The threat of the new coronavirus will likely keep California public school students from returning to in-class instruction before the end of the 2019-2020 school year, State Superintendent of Public Instruction Tony Thurmond said Tuesday.
“Due to the current safety concerns and needs for ongoing social distancing, it currently appears that our students will not be able to return to school campuses before the end of the school year," Thurmond said.
Rather than preparing for students' return to campus, schools should be lesson planning under the current distance learning model and making sure there is curriculum to last students until the summer.
"This is in no way to suggest that school is over for the year, but rather we should put all efforts into strengthening our delivery of education through distance learning," Thurmond said.
"We are urging a safety first approach out of an abundance of caution,'' Thurmond added.
Right now, campuses in every school district in San Diego County, and some private schools, are closed while students and educators practice distance learning.
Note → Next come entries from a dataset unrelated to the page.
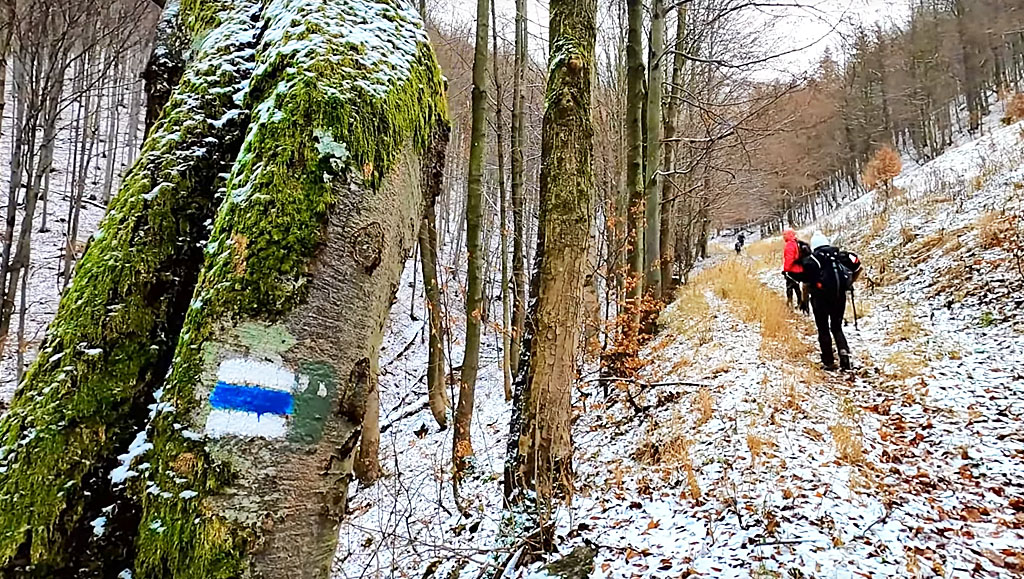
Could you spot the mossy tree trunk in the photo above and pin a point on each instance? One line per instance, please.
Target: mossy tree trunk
(634, 149)
(117, 324)
(545, 446)
(652, 163)
(255, 436)
(462, 447)
(166, 65)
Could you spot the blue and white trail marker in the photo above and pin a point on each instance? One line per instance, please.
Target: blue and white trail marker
(252, 399)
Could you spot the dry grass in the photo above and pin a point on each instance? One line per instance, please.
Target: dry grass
(848, 446)
(995, 230)
(1015, 109)
(755, 303)
(905, 329)
(704, 405)
(903, 365)
(690, 316)
(765, 248)
(674, 454)
(907, 235)
(757, 445)
(879, 224)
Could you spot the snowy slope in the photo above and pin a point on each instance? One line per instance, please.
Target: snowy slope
(909, 467)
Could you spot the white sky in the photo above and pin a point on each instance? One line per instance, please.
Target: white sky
(821, 24)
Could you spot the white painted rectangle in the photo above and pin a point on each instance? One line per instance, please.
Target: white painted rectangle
(232, 422)
(248, 372)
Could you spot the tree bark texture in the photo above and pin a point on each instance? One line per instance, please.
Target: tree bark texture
(670, 187)
(462, 447)
(255, 435)
(437, 396)
(545, 444)
(166, 63)
(118, 323)
(652, 177)
(634, 151)
(502, 216)
(520, 280)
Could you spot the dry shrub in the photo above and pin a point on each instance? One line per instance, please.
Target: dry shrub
(996, 230)
(1015, 109)
(848, 446)
(704, 405)
(907, 235)
(634, 328)
(906, 328)
(757, 446)
(765, 248)
(885, 166)
(690, 316)
(923, 248)
(755, 303)
(674, 453)
(880, 223)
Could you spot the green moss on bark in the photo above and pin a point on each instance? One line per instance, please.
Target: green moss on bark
(325, 108)
(118, 323)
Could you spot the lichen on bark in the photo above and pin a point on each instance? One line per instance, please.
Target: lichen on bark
(117, 324)
(321, 210)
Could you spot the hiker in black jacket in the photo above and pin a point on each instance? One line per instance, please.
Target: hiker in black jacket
(830, 274)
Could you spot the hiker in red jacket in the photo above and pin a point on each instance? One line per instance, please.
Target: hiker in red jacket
(793, 271)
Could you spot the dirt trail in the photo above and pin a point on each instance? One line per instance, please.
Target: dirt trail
(905, 467)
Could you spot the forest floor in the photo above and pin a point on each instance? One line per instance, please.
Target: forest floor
(734, 455)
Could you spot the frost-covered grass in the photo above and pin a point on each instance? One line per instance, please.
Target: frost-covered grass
(748, 463)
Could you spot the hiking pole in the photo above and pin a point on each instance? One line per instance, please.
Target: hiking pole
(853, 301)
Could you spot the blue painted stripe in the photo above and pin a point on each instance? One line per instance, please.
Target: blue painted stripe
(251, 399)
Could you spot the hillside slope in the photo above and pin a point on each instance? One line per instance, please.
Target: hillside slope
(734, 455)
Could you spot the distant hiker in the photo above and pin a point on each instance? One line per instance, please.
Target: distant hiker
(830, 274)
(793, 271)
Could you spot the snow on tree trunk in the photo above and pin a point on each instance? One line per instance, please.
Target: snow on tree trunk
(545, 448)
(166, 63)
(652, 177)
(118, 322)
(254, 438)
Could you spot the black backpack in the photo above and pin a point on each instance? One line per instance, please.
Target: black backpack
(805, 249)
(835, 275)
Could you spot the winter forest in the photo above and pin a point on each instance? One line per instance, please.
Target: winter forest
(570, 289)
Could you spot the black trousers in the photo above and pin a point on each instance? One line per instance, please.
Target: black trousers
(794, 288)
(828, 313)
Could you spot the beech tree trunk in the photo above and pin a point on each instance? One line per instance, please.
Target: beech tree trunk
(634, 151)
(502, 217)
(255, 436)
(520, 281)
(117, 325)
(544, 463)
(436, 391)
(670, 193)
(462, 447)
(652, 177)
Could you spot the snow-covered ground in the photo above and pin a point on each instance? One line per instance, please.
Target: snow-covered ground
(45, 273)
(910, 466)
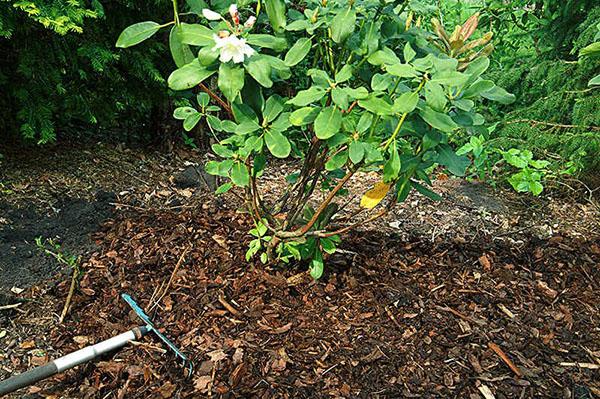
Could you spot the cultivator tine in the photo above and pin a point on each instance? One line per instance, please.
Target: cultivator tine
(150, 326)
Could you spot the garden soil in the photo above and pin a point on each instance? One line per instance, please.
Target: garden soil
(485, 295)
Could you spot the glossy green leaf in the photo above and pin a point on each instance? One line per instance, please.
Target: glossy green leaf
(298, 51)
(277, 143)
(328, 123)
(188, 76)
(276, 13)
(231, 80)
(343, 25)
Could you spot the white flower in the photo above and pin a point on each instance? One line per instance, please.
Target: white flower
(250, 22)
(232, 48)
(211, 15)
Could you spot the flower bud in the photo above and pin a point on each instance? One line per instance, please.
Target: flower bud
(250, 22)
(235, 15)
(211, 15)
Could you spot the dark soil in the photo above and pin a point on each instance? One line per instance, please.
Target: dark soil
(420, 305)
(69, 223)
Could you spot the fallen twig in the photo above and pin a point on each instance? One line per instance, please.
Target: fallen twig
(505, 359)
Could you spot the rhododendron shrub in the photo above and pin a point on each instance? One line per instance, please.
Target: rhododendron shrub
(378, 93)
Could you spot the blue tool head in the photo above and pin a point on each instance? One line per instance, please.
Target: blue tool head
(142, 315)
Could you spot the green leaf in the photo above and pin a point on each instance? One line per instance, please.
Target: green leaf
(276, 13)
(239, 174)
(273, 108)
(402, 70)
(305, 97)
(316, 265)
(277, 143)
(267, 41)
(435, 96)
(340, 97)
(376, 105)
(328, 123)
(191, 121)
(260, 70)
(405, 103)
(304, 116)
(337, 161)
(477, 88)
(344, 74)
(181, 53)
(188, 76)
(137, 33)
(342, 25)
(438, 120)
(356, 151)
(457, 165)
(197, 35)
(231, 80)
(298, 51)
(409, 53)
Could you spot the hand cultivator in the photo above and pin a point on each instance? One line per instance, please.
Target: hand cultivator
(91, 352)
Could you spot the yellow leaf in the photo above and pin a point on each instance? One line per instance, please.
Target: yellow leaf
(374, 195)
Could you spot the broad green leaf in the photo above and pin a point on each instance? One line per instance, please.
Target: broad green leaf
(343, 25)
(340, 97)
(337, 161)
(298, 51)
(188, 76)
(273, 108)
(304, 116)
(375, 195)
(277, 143)
(191, 121)
(477, 88)
(305, 97)
(231, 80)
(328, 123)
(267, 41)
(456, 164)
(376, 105)
(317, 265)
(239, 174)
(402, 70)
(435, 96)
(197, 35)
(409, 53)
(405, 103)
(438, 120)
(344, 74)
(276, 13)
(260, 70)
(137, 33)
(181, 53)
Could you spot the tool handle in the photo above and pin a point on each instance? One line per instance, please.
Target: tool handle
(27, 378)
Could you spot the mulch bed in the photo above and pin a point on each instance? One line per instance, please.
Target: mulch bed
(393, 316)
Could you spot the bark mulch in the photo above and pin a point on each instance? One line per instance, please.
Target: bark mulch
(394, 317)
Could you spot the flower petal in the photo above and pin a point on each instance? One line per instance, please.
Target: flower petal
(211, 15)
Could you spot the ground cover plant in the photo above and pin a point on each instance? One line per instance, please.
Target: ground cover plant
(383, 95)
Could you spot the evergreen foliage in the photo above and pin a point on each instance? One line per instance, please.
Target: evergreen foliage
(60, 71)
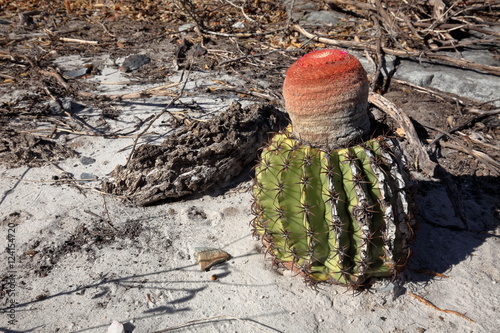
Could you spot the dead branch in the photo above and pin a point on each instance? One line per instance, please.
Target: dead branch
(464, 63)
(420, 157)
(426, 302)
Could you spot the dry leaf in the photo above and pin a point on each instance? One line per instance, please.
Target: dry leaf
(208, 257)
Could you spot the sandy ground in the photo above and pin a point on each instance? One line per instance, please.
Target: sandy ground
(80, 259)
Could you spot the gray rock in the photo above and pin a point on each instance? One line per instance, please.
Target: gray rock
(323, 17)
(465, 83)
(87, 160)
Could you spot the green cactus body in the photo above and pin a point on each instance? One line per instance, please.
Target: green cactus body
(340, 216)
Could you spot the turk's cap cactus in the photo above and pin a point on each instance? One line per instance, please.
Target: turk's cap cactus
(326, 97)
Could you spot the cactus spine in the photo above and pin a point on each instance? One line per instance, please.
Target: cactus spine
(332, 214)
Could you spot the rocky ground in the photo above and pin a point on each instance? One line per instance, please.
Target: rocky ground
(75, 106)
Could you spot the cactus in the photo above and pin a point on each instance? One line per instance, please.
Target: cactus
(330, 211)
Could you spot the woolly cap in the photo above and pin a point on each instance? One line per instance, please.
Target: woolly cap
(326, 96)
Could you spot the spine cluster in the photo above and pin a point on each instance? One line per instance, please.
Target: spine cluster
(340, 215)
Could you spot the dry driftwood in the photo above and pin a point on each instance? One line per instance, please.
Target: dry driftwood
(197, 158)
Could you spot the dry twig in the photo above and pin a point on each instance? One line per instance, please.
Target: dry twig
(426, 302)
(420, 156)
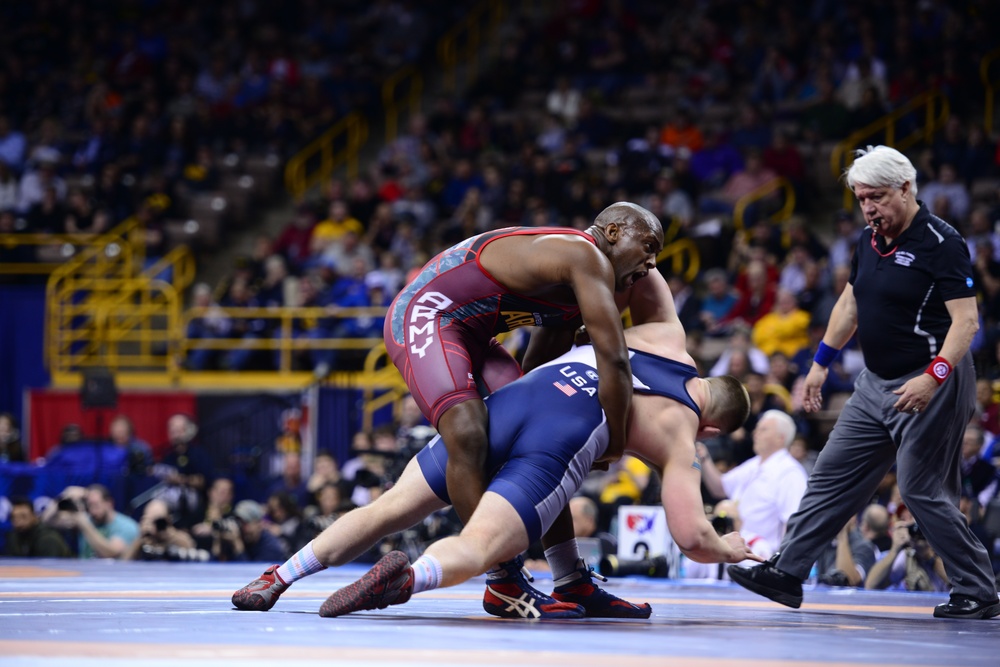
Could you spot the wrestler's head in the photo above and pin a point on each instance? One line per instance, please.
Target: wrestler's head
(631, 237)
(728, 404)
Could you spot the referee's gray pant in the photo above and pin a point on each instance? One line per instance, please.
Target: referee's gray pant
(868, 437)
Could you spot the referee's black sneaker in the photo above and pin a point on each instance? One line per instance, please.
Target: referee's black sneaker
(769, 581)
(960, 606)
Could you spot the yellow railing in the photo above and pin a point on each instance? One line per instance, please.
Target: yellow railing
(103, 308)
(762, 193)
(936, 110)
(110, 256)
(121, 325)
(47, 252)
(337, 147)
(989, 85)
(409, 76)
(281, 336)
(461, 47)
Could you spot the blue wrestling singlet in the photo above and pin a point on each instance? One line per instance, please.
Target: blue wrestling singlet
(547, 428)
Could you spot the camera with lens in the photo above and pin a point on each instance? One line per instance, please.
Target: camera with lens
(69, 505)
(173, 553)
(227, 524)
(656, 566)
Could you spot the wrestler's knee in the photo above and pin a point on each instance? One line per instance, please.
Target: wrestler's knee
(463, 429)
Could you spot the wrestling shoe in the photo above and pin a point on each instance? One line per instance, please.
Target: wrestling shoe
(578, 587)
(961, 606)
(767, 580)
(509, 595)
(260, 594)
(389, 582)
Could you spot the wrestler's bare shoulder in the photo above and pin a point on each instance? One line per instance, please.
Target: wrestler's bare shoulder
(528, 262)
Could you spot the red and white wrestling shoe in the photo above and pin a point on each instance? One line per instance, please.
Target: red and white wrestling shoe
(389, 582)
(260, 594)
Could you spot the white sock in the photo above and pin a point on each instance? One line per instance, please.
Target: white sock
(427, 574)
(302, 564)
(564, 559)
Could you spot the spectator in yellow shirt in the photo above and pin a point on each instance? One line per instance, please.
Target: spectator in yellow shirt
(785, 329)
(330, 230)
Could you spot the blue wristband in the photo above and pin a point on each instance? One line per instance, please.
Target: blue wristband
(825, 354)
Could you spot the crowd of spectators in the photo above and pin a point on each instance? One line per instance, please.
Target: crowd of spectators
(179, 507)
(125, 109)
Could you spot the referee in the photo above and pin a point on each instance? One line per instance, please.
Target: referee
(911, 301)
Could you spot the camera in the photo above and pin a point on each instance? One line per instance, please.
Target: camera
(225, 525)
(173, 554)
(69, 505)
(723, 525)
(612, 566)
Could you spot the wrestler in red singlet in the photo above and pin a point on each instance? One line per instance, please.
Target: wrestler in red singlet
(440, 329)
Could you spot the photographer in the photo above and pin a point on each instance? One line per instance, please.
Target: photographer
(910, 564)
(243, 537)
(28, 538)
(159, 539)
(103, 532)
(220, 506)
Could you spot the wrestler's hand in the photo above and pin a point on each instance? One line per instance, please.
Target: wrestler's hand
(812, 400)
(739, 551)
(915, 394)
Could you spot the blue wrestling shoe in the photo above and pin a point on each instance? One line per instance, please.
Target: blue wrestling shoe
(509, 595)
(578, 587)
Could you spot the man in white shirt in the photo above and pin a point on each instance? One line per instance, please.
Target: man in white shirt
(768, 487)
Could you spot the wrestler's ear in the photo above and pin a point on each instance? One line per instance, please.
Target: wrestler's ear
(708, 432)
(612, 232)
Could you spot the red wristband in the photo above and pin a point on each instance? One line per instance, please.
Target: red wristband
(939, 369)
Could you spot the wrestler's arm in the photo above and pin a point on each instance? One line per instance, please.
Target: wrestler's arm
(573, 261)
(545, 344)
(592, 279)
(682, 502)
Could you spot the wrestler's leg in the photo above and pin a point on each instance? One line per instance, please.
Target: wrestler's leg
(407, 502)
(494, 533)
(463, 429)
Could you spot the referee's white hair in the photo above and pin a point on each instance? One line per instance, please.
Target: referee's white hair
(785, 424)
(881, 167)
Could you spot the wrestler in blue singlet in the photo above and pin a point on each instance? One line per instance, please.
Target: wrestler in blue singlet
(547, 428)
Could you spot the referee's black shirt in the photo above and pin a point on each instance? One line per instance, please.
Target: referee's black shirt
(901, 290)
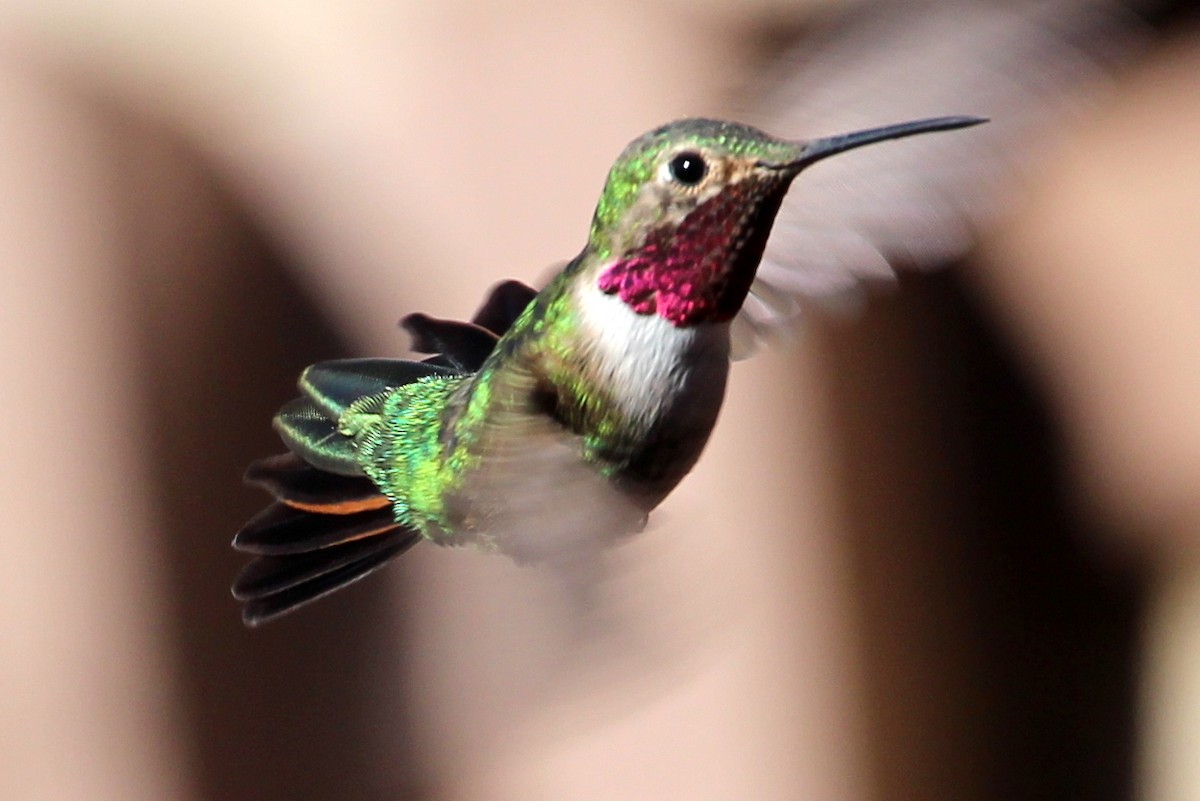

Most districts had dates in March and April targeted for the return of students, but that reality becomes less and less likely as the true threat of the coronavirus pandemic is realized over time.
The concerns of high school seniors and juniors regarding graduation requirements will be addressed later this week, Thurmond said.
The California Department of Education will provide webinars and other
training to assist educators with remote instruction, Thurmond wrote.
The department is "forging public-private partnerships with leaders
in technology and the philanthropic sector to help expand home devices and
internet access where possible and where available resources and donations
allow,'' Thurmond wrote.
Thurmond will be discussing further guidance from the state Department of Education in a virtual news conference Wednesday at 3:30 p.m.
On Tuesday the White House projected between 100,000 to 240,000 in the U.S. will die from the coronavirus if social distancing measures, like campus closures, continue to be followed. If none were put in place, 1.5 million to 2.2 million people could have died, the White House said.